The “other side” of being God’s heirs
Romans 8:15-18 claims that we who trust what God has done in Jesus are put into a right relationship with God—a relationship that includes being in God’s family as children, and therefore, also heirs of God’s reign and future.
Pretty exciting stuff! Except Paul throws in the somewhat unwelcome reminder that this includes being an heir to God’s suffering, just as Jesus was heir to God’s suffering. This reminder is part of an otherwise soaring chapter that begins with thanking God we have victory in Jesus and a promise that there is no condemnation in our relationship with God through Jesus (7:25-8:1), and ends with the promise that nothing can separate us from the love of God that comes to us through the Messiah Jesus (8:37-39).
There are at least three reasons why the claim that we inherit God’s sufferings is usually skipped over and ignored:
– None of us likes to suffer, and it is easy to hope (and even pretend) that developing a relationship with God means we will not suffer any more. This wishfulness sometimes becomes a heretical teaching in the “prosperity teachings” that tend to be great fund raisers.

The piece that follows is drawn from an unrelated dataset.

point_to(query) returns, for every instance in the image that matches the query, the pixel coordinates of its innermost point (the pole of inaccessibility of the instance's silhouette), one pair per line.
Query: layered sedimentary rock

– Quite a few theologians are committed to the philosophy that the God who cannot change has to be a God who cannot suffer. I will leave the “change” issue for another time, though I think it is usually terribly misunderstood and treated in a very anti-biblical manner. We inherited this strange teaching from our attempt to reconcile the God of the Bible with the God of Greek philosophy. But for now, let’s just note that beginning in Genesis (and emphasized dramatically in the prophets of Israel) there is a constant claim that God does in fact suffer pain, disappointment, hurt, and frustration. In fact, long before Paul said it, the prophets were clear that for God to love us humans in this bent and broken age of history means that God will often be disappointed and hurt. If you only want to read a passage or two to confirm this claim, try the first three chapters of Hosea in which God consistently compares God’s experience of loving Israel to Hosea’s experience of loving Gomer. And, “heart-breaking” is clearly an understatement for describing the shared experiences. Hurt is part of the cost of anything worthy of being called “loving.” Ask any parent or friend or lover. Ask anyone who is concerned about love and justice in our world.

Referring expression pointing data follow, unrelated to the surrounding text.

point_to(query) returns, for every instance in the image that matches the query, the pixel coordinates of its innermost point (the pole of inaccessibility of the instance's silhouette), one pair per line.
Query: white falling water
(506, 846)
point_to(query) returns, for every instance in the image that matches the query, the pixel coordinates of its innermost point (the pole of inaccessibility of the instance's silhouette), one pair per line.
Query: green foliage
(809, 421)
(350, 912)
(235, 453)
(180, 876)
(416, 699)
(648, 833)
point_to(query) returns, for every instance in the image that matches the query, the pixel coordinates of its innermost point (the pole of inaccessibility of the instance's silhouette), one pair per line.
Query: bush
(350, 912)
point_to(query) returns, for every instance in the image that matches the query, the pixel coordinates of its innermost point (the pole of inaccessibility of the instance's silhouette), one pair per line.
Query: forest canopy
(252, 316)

– Many of us, rightfully, want to disassociate ourselves from the Christians who have turned faithfulness into a martyr complex that “wants” to suffer in order to feel good. Since no faith takes joy and pleasure and beauty and wonder any more seriously than the Judeo-Christian heritage, it is right to distance ourselves from the psychological woundedness that “wants” to suffer in order to feel good about oneself. Jesus, who is asking God for a different way other than execution only minutes before his arrest, does not identify with that psychological sickness.

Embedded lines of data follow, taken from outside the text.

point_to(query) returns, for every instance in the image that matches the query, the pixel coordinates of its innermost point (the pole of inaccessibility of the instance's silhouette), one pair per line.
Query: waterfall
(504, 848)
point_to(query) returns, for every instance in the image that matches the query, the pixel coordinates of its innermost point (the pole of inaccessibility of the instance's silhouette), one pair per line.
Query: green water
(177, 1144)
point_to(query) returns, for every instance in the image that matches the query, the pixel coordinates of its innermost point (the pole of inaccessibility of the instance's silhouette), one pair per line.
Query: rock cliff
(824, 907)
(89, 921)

Having said all of this, and being a person who loves and enjoys life, I still want to be sure we understand that Paul is right. If we care about people, life, justice, mercy, beauty, right, and good for people in a manner that in any way resembles the way God cares, we are going to hurt like God hurts at times. That hurt doesn’t mean that God is mean, or has abandoned us, or won’t finally vindicate faithfulness in this world, but it does hurt. How else could it feel in a world that is often so much less than it could be and should be? If God doesn’t hurt, God wouldn’t be the God of the prophets and of Jesus.